Suppressed Fermi Level Pinning and Wide-Range Tunable Schottky Barrier in CrX 3 (X = I, Br)/2D Metal Contacts.

CrX 3 (X = I, Br) monolayers exhibit outstanding performance in spintronic devices. However, the Schottky barrier at the CrX 3 /electrode interface severely impedes the charge injection efficiency. Herein, we propose two-dimensional (2D) metals as electrodes to form van der Waals (vdW) contact with CrX 3 monolayers and systematically explore the contact properties of CrX 3 /metal by density functional theory (DFT) calculations. The results demonstrate that the strongly suppressed Fermi level pinning (FLP) effect and the wide-range tunable Schottky barrier can be achieved in CrX 3 /metal contacts.

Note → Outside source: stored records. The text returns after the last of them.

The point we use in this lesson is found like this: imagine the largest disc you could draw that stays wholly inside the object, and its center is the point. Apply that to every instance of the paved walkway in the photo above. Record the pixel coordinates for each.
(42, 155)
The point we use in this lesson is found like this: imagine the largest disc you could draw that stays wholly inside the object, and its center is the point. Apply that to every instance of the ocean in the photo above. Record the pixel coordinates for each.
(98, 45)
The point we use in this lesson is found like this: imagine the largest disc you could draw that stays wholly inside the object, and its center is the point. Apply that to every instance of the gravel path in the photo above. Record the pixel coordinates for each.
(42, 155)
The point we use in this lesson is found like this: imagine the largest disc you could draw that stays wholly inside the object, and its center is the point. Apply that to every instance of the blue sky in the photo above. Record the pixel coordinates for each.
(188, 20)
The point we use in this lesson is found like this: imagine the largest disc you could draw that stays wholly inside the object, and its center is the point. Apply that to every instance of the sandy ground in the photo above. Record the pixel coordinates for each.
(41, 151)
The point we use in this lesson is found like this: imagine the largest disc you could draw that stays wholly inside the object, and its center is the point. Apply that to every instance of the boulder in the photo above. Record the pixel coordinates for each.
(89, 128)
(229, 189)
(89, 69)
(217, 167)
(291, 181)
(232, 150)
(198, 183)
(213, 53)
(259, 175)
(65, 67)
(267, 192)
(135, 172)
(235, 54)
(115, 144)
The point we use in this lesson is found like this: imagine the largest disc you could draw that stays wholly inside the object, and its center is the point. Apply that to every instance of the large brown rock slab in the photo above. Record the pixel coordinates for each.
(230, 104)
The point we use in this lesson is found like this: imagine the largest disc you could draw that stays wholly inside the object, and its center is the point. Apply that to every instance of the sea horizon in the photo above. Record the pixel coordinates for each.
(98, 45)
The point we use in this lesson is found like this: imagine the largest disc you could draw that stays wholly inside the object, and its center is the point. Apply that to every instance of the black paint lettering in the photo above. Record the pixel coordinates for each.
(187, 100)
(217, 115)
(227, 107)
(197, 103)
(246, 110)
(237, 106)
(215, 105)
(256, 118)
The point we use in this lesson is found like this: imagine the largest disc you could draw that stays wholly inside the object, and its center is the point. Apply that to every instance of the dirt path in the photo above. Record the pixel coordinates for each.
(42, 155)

Specifically, the n-type and the p-type Schottky contacts can be realized in CrX 3 /metal contacts by choosing 2D metal electrodes with different work functions. Importantly, the pinning factors for CrX 3 /metal contacts are exceptionally larger than other commonly studied 2D semiconductors, indicating the strongly suppressed FLP in CrX 3 /metal contacts, which leads to the wide-range tunable Schottky barrier. Our findings provide guidance to the choice of electrodes and promote the development of CrX 3 -based spin devices.